Rio Tinto Chief Says Alcan Price Justified By Demand From China, India
By Rohan Sullivan Associated Press
SYDNEY, Australia — Rio Tinto’s chief executive on Friday defended as good value the $38.1 billion price his company has put on Alcan Inc., saying China’s skyrocketing demand for metals justifies the takeover plan.
The massive deal, which spurred gains on U.S., British and Australian markets when it was announced Thursday, will create the world’s largest aluminum company, and ended U.S. rival Alcoa Inc.’s hostile bid for the Canadian company.
Rio Tinto’s price defied others in the sector and fell, amid profit taking and as some analysts said the $101-per-share cash- only offer was too high.

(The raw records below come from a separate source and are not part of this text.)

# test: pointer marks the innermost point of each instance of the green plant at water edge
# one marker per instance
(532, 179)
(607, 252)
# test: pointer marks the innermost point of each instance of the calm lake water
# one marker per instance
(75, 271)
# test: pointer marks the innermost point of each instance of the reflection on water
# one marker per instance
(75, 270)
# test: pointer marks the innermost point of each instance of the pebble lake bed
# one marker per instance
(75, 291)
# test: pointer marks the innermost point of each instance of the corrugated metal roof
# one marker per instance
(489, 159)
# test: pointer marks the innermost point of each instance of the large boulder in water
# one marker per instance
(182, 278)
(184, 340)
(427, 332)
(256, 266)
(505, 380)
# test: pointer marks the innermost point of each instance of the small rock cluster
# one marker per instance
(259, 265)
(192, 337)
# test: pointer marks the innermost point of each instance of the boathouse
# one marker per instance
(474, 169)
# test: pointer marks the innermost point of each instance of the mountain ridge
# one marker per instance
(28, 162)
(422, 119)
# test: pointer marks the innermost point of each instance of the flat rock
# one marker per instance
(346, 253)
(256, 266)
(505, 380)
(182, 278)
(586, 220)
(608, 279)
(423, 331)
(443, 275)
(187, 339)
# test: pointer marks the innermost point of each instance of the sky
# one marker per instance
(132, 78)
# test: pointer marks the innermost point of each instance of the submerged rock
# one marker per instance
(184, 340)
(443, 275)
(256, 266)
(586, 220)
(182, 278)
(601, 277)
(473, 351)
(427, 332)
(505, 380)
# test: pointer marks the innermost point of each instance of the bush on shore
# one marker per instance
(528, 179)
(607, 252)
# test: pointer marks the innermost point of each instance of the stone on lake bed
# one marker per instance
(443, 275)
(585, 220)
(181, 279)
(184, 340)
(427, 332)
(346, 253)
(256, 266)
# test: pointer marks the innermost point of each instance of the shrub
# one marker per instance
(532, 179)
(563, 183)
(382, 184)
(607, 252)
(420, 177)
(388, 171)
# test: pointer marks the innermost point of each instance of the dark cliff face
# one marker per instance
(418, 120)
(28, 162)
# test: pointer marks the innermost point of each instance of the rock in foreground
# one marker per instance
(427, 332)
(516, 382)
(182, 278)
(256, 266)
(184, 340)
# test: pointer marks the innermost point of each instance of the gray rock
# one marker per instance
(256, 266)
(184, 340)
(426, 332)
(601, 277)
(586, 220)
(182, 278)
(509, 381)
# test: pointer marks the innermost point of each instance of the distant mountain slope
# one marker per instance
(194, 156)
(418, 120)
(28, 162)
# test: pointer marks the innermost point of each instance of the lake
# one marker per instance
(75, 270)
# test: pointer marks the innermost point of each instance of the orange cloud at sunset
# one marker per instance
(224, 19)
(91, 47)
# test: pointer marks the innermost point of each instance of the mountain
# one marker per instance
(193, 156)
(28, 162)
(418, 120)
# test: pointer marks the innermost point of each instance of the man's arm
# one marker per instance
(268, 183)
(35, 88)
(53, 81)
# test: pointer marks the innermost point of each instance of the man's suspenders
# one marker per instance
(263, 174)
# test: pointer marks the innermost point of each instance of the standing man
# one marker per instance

Rio Tinto closed 2.45 percent down at 102.30 Australian dollars ($88.29) in Australian trading on Friday.
Alcoa withdrew its offer for Alcan after the friendly Rio Tinto bid was announced. The price was about one-third more than Alcoa’s $28 billion offer.
Analysts said the huge price tag was designed to knock Alcoa out of the fight, though some said it may be too much.
Rio Tinto chief executive Tom Albanese disagreed.
“We’re very comfortable with the fact that we’ve found the right balance between the compelling offer for Alcan shareholders and an offer that’s consistent with our approach to value,” Albanese told Australian Broadcasting Corp. in an interview broadcast Friday.
The deal would put the Anglo-Australian diversified miner in a better position to capitalize on the rampant growth in China and India, he said.
“This is a very important transaction for Rio Tinto,” Albanese said. “As I look ahead … what we see in China (is that) there are three metals that are really being driven off of the growth that we’re seeing in … the industrialization, the urbanization in China, and those would be steel, copper and aluminum.”
Resources stocks drove Wall Street and London markets higher overnight, and the Australian bourse surged when it resumed trading for the first time since the Rio Tinto-Alcan announcement.
Shares in BHP Billiton Ltd., the world’s biggest mining company, surged more than 2 percent on Friday as the failure of Alcoa’s bid reignited speculation that the hunter of Alcan could become BHP’s prey. BHP closed up 1.14 percent at A$39.16.
The Alcan deal “reignited talk of further consolidation in the global resources sector,” said Josh Whiting, a senior dealer at CMC Markets. “Other possible resource stock marriages … include a BHP Billiton takeover of Alcoa, or locally an approach by Oxiana Resources for zinc miner Zinifex.”
Credit Suisse was another brokerage crunching numbers on a possible BHP tilt at Alcoa, saying such a tie-up could boost BHP’s earnings by up to 25 percent.
“Aluminum has been the worst-performing base metal in the last five years, but its prospects appear to be improving as supply growth from both China and Russia appears to be more muted than first anticipated,” Credit Suisse said.
Withdrawing his company’s $28 billion offer for Alcan, Alcoa chairman and chief executive Alain Belda said Rio Tinto’s offer “strongly reinforces our view of the underlying value in the aluminum industry and its bright prospects for the future.”
“However, at this price level, we have more attractive options for delivering additional value to shareholders,” he said.